The most popular and long-standing screening and selection methods — i.e. reading résumés, application reviews, educational attainment, employment history, unstructured interviews, self-reporting personality tests, etc. — lack predictive validity for job performance and job learning.

The best predictors include: general mental ability (GMA or g), integrity/conscientiousness tests, job knowledge, work samples, job simulations, and structured interviews. When specifically referenced to a job analysis and when used together (i.e. the “whole-person approach” to assessment, as recommended by U.S. Department of Labor), these tests predict job performance and job learning with high reliability and validity, as required for both regulatory compliance and high-performance employee selection.

Recruiters, whether corporate or third-party, should want to see job analyses and the resulting job descriptions and job specifications — i.e. real ones … not the usual, ersatz, wish-list compilations that get called “job descriptions” and tend to frame recruiting assignments very poorly. Recruiters should also want to see the related assessment strategies and the corresponding selection process validity studies. These documents will help sourcing, screening, and recruiting efforts and ultimately lead to hires who perform well, develop well, and want to stay.

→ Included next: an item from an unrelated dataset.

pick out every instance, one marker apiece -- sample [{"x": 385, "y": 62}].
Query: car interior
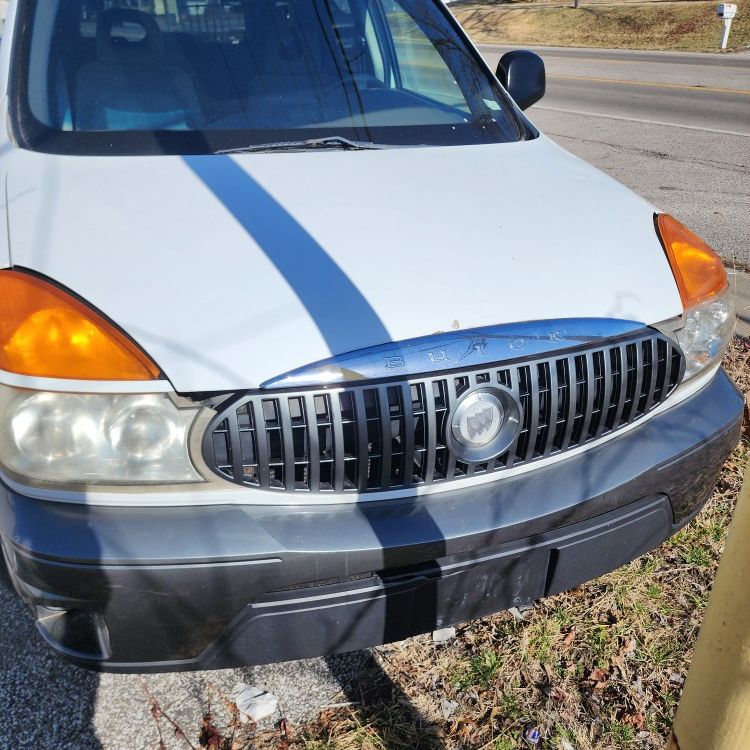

Recruiters, hiring managers, and employers will all benefit from taking job analysis disciplines to heart; indirectly, so will applicants, candidates, finalists, and employees, as well as businesses and society at large.

The choice ought to be easy; however, it hasn’t turned out that way. As Peter Drucker wrote: “What you have to do and the way you have to do it is incredibly simple. Whether you are willing to do it, that’s another matter.”

Fixing the mess will likely require CEO approval. But the CFO, CLO and/or CHRO can make that happen, by simply presenting the immutable business case. Recruiters, hiring managers, financial professionals, compliance professionals, and/or HR professionals, among others, could petition the CFO, CLO or CHRO, to get the ball rolling, and then help to build the business case favoring change for the better.